Vous souvenez-vous de cette illustration de livre d’histoire de jadis ? Charlemagne félicite les élèves issus de familles pauvres mais travailleurs, et blâme les fils de barons, fainéants comme les monarques d’une dynastie récemment déchue. Quelle belle allégorie de l’école de la IIIe République, juste parce que récompensant le mérite ! Rendons-lui cette justice, des Louis Germain y ont fait éclore l’intelligence de divers Albert Camus.

Aux États-Unis, la race remplace la classe sociale comme facteur d’injustice qui induit des inégalités. La discrimination positive devrait corriger ça, mais elle est sur la sellette. Harvard, sans doute l’université mondiale la plus prestigieuse, est visée par une action en justice initiée par un activiste, Edward Blum, et un groupe d’étudiants d’origine asiatique. Ils se sentent discriminés par les critères raciaux de recrutement de Harvard qui favoriseraient les Hispaniques et les Afro-Américains. L'injonction d’un juge fédéral devrait obliger l’université à remettre à ses opposants une masse de données substantielles afin d’analyser les distorsions faites aux critères purement objectifs de sélection. Même si la Cour suprême a admis que puisse être utilisée la préférence raciale, elle interdit les quotas et les discriminations individuelles. Or, la proportion des étudiants asiatiques demeure stable alors que le nombre de leurs candidatures a explosé…

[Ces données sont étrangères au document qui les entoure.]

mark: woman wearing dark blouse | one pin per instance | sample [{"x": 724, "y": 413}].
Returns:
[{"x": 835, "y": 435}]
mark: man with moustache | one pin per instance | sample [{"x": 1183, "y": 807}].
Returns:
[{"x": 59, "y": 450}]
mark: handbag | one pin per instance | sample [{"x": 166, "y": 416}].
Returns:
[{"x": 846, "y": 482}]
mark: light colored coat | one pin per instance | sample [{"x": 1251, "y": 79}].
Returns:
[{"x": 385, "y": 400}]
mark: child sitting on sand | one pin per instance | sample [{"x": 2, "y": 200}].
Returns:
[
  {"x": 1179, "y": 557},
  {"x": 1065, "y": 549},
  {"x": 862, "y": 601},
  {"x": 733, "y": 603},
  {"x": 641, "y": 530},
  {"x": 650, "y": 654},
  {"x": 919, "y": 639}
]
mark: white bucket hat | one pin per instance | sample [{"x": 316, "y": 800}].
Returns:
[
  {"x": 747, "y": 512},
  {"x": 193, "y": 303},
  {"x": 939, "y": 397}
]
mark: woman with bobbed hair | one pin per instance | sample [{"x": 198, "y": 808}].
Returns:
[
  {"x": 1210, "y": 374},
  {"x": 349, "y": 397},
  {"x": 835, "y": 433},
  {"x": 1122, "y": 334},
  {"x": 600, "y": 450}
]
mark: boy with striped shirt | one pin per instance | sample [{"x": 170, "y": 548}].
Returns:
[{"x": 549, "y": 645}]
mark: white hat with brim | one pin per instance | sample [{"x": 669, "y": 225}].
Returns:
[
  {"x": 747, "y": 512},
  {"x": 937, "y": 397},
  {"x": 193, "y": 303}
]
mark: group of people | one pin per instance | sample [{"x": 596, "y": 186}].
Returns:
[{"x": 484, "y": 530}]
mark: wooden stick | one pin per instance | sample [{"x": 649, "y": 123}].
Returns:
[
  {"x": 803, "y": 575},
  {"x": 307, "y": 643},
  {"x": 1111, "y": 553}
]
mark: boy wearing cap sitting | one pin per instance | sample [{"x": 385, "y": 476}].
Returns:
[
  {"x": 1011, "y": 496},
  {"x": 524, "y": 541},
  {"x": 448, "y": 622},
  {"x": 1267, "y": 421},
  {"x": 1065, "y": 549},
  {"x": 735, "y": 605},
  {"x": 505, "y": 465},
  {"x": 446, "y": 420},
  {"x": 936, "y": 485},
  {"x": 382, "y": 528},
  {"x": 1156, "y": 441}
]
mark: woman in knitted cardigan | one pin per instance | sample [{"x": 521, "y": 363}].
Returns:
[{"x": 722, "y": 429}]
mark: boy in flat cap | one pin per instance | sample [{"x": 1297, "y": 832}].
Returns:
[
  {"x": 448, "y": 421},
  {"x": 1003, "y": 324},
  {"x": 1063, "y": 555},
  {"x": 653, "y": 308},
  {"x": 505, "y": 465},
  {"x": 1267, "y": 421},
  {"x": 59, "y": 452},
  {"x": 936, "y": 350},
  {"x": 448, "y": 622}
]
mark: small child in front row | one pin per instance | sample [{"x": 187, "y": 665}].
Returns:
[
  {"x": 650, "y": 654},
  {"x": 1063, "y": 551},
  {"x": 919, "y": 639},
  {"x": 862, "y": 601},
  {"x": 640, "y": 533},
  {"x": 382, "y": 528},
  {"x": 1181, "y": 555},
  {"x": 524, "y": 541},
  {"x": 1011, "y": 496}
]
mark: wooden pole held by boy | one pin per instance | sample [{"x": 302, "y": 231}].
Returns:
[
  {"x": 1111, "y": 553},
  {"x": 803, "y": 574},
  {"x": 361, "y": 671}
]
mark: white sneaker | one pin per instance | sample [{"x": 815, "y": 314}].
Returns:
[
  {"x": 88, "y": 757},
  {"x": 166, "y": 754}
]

Il faut bien sélectionner, Harvard ne peut pas offrir (ou plutôt vendre) de cursus d’étude à tous ceux qui en auraient envie. L’argent ou le pouvoir peuvent jouer un rôle, mais même si les seuls critères de sélection méritocratique étaient utilisés dans ces prestigieuses universités, un marché de substitution privé accessible aux seuls enfants de nababs serait créé. Nonobstant les imperfections de la métrologie du mérite qui ne relève pas de la science exacte, une décision sur des critères raciaux semble profondément injuste pour ceux qui sont évincés à cause de leur couleur de peau. Et le niveau des étudiants et des diplômes baisse.

Sélection ! Le gros mot est lâché, le concept est même présenté comme une nécessité, tant pis pour les pédagogistes. En France, nous avons un pire (80 % d’une classe d’âge au baccalauréat) qui côtoie un autre pire (un numerus clausus de médecin tellement restrictif que l’on en manque et doit en importer) ou un troisième (la sélection par tirage au sort). Des jeunes qui poursuivent jusqu’en licence des études qui ne débouchent sur rien, même pas sur un diplôme, et des grandes écoles qui, pour la majorité, ne recrutent que sur la capacité de bachotage : mémoire, imitation, résistance au stress. Certains établissements ont aussi mis en place des cursus d’accession parallèle pour faire de la discrimination positive. Que nous sommes loin du mythe de la méritocratie républicaine !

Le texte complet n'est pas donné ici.